An annual return must be filed electronically using a Form B1 with the Companies Registration Office (’CRO’), no later than 28 days after a company’s annual return date (’ARD’). The company then has 28 days from the date of the electronic filing of the Form B1 to file the financial statements, reports and e-B1 signature page with the CRO.

If the B1 and financial statements are not completed correctly and filed on time, the company and every officer of the company who is in default shall be guilty of a category 3 offence.

2. Possible Remedies 

a. Application to change the annual return date (Form B73)
The ARD of a company may be changed by filing a Form B73 with the Form B1.

b. Application to district court for extension of time to file annual return
Applications for an extension of time to file an annual return can be made through the District Court, in lieu of filing a Form B73 to permanently change the ARD.

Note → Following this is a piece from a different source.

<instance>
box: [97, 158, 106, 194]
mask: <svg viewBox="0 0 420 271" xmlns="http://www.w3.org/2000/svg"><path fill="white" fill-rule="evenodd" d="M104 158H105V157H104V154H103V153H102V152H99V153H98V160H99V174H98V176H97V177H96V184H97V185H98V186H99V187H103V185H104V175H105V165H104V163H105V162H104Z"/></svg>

3. Consequences of late filing of an annual return

a. Late filing penalties
Failure to file an annual return on time will result in the immediate imposition of late filing penalties and loss of audit exemption.

b. High Court Order
The Registrar is empowered, after the expiry of a period of 14 days (or such period as the notice may specify) following the issue of a notice to a company and/or its directors, if the outstanding annual return(s) have not been filed at the end of that period, to apply to the High Court for an order directing the company and its officers to file the return(s) within such period as the court may specify and directing that the costs of the application be borne by officers of the company.

c. Involuntary strike-off
A company may be struck off the register if it has failed to file an annual return for one year.

4. Consequences for directors

a. Prosecution
Where the company has failed to make an annual return, all of the company’s officers who are in default are liable on summary conviction to a Category 3 offence.

b. Disqualification
The Director of Corporate Enforcement (‘DCE’) may apply to the High Court for an order disqualifying the company’s directors from acting as director, or having any involvement in the management of any company, together with an order for the legal and other costs incurred by the DCE in bringing the application. Disqualification periods may vary but are normally set at five years.

c. Involuntary strike-off
Should the Registrar apply to the High Court for an application for an order directing the company to file its annual return, the court may direct that the costs of the application be borne by officers of the company.

5. Consequences for Members

Loss of Limited Liability
Where a business continues to trade after the strike-off of the company, the owners of the business no longer have the protection of limited liability and are personally liable for any debts incurred by the business.